Deadening was the process of cutting through the bark of a tree some four to eight inches so the tree would die. Once the tree died and the thick foliage above was gone, the sun could make it down through to the ground and farmers could get to the land. Gradually over the years, they would be able to clear the stumps out of the fields. Sometimes these lumbermen and the farmers afterward were nicknamed deadeners and so the district became nicknamed Green River Deaden because of all the stumps. Sometimes it is just referred to as Green River.
In the late 1930s, WPA reporters moved in to record information about Green River.
Green River is a new cut over wooded section along Six Mile Lake. It is very low and having no gravel roads leading into it, is practically “cut off from the world” through the rainy winter months. The lumber company put up rough and crude tenant houses to rent out. These tenants would pay a small rent to cultivate and improve the land. It is more like homesteading because the tenants have the privilege of buying it at a low price and on good terms. It is truly pioneer life, the children cannot get out during the winer months to attend school, and the older people lay up enough rations in the early fall to last till spring, for they have no contact with the “outer world” during these months.
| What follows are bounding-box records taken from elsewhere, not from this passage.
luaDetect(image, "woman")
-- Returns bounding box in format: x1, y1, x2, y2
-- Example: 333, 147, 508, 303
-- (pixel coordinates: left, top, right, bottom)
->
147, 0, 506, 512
By the 1960s things had only improved modestly. There was a gravel road leading into the area and a bridge over Six Mile Lake. However, during times of heavy rain, the people of Green River would still be cut off since the roads would flood. Many families would still stock up groceries and some stores would pick up these hardy people to shop and then carry them back home. Sometimes they would only get out only once a month. Eventually a small church was built to preach to the people of the area. Nevertheless Green River couldn’t stop the modern world from coming in. Like other parts of the Delta, older people passed away and the young moved off to find better opportunities. Empty homes were torn down and even the little church closed. Today there is a single paved road running through Green River from Highway 61 to Sledge. The fields produce rice and beans, but this is done through commercial farming now. All of the small “homestead” farmers are gone today, but the memory of Green River lingers on.